Mum shares horrific ordeal after toddler impaled by pencil
Thomas Skrzypinski was just 14-months-old when he fell and impaled himself on a pencil, which penetrated his face and missed his optic nerve by mere millimetres.
The toddler had wandered off with a pencil in his mouth while celebrating an early Christmas with his extended family on November 26, 2016, in Jacobs Well, a coastal suburb on the Gold Coast.
The boy’s mum, Bri, then heard screams and found her son distressed and covered in blood with the pencil penetrating the roof of his mouth.
She made an urgent call to Queensland Ambulance Service just before 4pm, and a medical crew arrived shortly after and rushed him to hospital.
“Usually the sound of sirens worry me. Not this time,” Ms Skrzypinski said.
“It was like hearing the bell of an ice-cream truck as a child.

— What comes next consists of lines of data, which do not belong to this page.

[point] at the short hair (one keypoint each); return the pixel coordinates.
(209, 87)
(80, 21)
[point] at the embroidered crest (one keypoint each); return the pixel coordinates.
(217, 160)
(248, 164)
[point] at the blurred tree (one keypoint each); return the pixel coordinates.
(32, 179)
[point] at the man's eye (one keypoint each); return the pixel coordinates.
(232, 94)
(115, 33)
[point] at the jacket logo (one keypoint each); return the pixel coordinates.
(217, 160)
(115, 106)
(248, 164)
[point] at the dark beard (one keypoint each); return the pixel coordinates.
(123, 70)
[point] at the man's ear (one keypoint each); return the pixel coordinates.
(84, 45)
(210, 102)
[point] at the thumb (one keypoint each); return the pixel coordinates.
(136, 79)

The overwhelming joy I felt when I knew help was coming.”
Thomas endured two hours of surgery and the pencil that fractured his eye socket and narrowly missed the optic nerve was removed.
Had the nerve been damaged, Thomas may have lost part or all of his vision.
He stayed in hospital for five days following the operation before being discharged and beginning his road to full recovery.
The mother, her husband Rob and Thomas have now thanked the paramedics who assisted their young son during the horrifying ordeal.
Ms Skrzypinski said Thomas, now three-years-old, was doing “really well” since the accident.
“He needs to wear glasses but that is a great outcome considering,” she told Yahoo News Australia.